Clinica
Epatologia
18/09/2026

Colangite biliare primaria: pubblicate le nuove linee guida AISF 2026

Aggiornate dall'Associazione Italiana per lo Studio del Fegato: un cambio di paradigma tra agonisti PPAR, target personalizzati e gestione dei sintomi

fegato

L’Associazione Italiana per lo Studio del Fegato (AISF) per la gestione della colangite biliare primitiva (PBC), ha pubblicato un aggiornamento delle linee guide sul trattamento della colangite biliare primitiva. Il testo, pubblicato su Digestive and Liver Disease, aggiornato dopo due anni introduce cambiamenti nella valutazione biochimica, l'impatto dei Patient-Reported Outcomes (PROs) e il trattamento farmaceutico.

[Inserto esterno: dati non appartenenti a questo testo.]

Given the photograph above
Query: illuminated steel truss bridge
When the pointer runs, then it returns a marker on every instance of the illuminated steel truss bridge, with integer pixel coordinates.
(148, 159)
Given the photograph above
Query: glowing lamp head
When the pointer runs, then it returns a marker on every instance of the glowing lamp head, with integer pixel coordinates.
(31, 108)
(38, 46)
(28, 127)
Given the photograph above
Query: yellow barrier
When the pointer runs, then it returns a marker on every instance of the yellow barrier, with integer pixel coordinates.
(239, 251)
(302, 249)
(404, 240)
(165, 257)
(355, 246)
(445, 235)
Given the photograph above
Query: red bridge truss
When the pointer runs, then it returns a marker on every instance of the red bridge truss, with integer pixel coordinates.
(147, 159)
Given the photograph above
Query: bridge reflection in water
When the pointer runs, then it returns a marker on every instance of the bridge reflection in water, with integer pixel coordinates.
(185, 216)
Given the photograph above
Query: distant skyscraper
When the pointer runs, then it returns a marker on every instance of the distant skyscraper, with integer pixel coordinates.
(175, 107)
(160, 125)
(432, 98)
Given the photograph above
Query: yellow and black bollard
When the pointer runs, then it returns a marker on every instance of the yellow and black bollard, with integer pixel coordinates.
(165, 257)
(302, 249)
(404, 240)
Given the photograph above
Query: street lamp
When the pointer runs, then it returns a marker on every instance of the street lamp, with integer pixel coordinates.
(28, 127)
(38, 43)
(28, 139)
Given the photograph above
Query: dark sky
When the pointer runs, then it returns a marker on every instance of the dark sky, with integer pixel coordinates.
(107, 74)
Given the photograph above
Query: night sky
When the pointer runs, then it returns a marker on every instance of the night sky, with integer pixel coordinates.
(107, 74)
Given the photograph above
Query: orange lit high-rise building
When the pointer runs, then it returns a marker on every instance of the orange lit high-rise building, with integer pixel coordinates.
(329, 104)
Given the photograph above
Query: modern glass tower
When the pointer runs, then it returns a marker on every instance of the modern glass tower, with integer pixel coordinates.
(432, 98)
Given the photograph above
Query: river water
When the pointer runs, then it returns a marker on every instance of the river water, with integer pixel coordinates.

La colangite biliare primitiva è una patologia autoimmune cronica del fegato che interessa principalmente i piccoli dotti biliari intraepatici, la cui progressiva compromissione può determinare, nel tempo, fibrosi, cirrosi e ulteriori complicanze epatiche. Con le attuali terapie di riferimento, non tutti i pazienti ottengono un adeguato controllo della malattia sul piano biochimico e i sintomi possono persistere e avere un impatto rilevante sulla qualità di vita.

Il documento rappresenta la guida pratica ufficiale dell'AISF per la gestione della PBC e si colloca tra i punti di riferimento internazionale per la presa in carico e cura di questa patologia.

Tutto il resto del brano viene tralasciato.